Closed nfields03 closed 7 years ago
Verify that the system clock on the server hosting Orchestrator is correct and in-sync. This is required since the HMAC authentication to the API requires a correct timestamp.
Yup, I can confirm that it's within about 150ms of our main NTP server, so we're good there...
How did you go about verifying the credentials you're using are correct? SIEM Connector? Please shoot me an email (evan.burns@crowdstrike.com) so I can identify your CID for troubleshooting purposes. Thanks!
is outbound traffic from orchestrator going through a proxy or direct?
Direct, no proxies involved...
can you jump into the slack chat room so we can troubleshoot in real-time? Details for the chat room are on the main project page.
Commenting here incase other folks run into this.
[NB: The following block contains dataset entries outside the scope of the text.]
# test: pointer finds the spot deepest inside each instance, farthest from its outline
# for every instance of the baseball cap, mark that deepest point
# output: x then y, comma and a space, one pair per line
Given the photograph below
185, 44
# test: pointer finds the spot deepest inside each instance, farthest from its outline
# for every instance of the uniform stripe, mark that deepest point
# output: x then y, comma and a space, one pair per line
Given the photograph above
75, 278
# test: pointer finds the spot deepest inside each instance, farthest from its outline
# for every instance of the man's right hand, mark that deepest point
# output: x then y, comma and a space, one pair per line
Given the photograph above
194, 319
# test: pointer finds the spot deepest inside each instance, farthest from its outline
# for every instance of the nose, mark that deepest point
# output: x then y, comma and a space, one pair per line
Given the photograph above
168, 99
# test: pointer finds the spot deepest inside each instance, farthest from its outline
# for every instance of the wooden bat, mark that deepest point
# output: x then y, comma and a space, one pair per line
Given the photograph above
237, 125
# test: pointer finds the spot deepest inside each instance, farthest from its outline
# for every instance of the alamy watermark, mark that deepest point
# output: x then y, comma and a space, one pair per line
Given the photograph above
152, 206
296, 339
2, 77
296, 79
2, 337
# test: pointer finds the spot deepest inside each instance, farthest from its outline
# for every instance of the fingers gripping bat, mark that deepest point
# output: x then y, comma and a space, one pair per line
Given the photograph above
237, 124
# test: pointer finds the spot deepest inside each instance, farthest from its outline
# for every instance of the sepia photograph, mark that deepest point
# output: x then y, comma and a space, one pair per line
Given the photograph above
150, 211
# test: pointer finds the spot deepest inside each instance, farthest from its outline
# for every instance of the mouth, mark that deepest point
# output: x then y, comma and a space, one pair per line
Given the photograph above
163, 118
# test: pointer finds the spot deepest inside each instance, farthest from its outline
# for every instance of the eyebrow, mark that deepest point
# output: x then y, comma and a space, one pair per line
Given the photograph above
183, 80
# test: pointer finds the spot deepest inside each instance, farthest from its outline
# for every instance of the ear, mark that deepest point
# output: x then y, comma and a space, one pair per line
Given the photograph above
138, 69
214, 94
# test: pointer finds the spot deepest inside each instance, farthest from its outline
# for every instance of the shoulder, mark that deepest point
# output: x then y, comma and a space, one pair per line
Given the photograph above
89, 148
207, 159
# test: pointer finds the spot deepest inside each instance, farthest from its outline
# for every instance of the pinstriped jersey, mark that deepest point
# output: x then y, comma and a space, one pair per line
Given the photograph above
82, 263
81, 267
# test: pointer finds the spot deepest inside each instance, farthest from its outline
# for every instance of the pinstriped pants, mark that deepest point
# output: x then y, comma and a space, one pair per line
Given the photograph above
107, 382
The Streaming API URL must be https://firehose.crowdstrike.com/sensors/entities/datafeed/v1. In this case it was slightly modified resulting in unsuccessful authentication. Closing this out.
Hi, I have the same issue. the streaming API URL is correct but no event is coming through to Orchestrator. please help.
We had another issue with standing this up, we've confirmed that we have a Streaming API username and password from the support team but when I start up the Falcon Orchestrator client I get this over and over in the text log:
2017-02-28 11:42:30,077 FATAL FalconOrchestrator.Client.Authentication - Error while authenticating to API System.Net.WebException: The remote server returned an error: (401) Unauthorized. at System.Net.HttpWebRequest.GetResponse() at FalconOrchestrator.Client.Authentication.AuthenticateAndGetResponse() 2017-02-28 11:42:30,093 FATAL FalconOrchestrator.Client.FalconOrchestratorService - An unhandled error occured System.Net.WebException: The remote server returned an error: (401) Unauthorized. at System.Net.HttpWebRequest.GetResponse() at FalconOrchestrator.Client.Authentication.AuthenticateAndGetResponse() at FalconOrchestrator.Client.FalconOrchestratorService.Invoke()
We've confirmed that the creds are correct, any other log entries I can provide to help troubleshoot?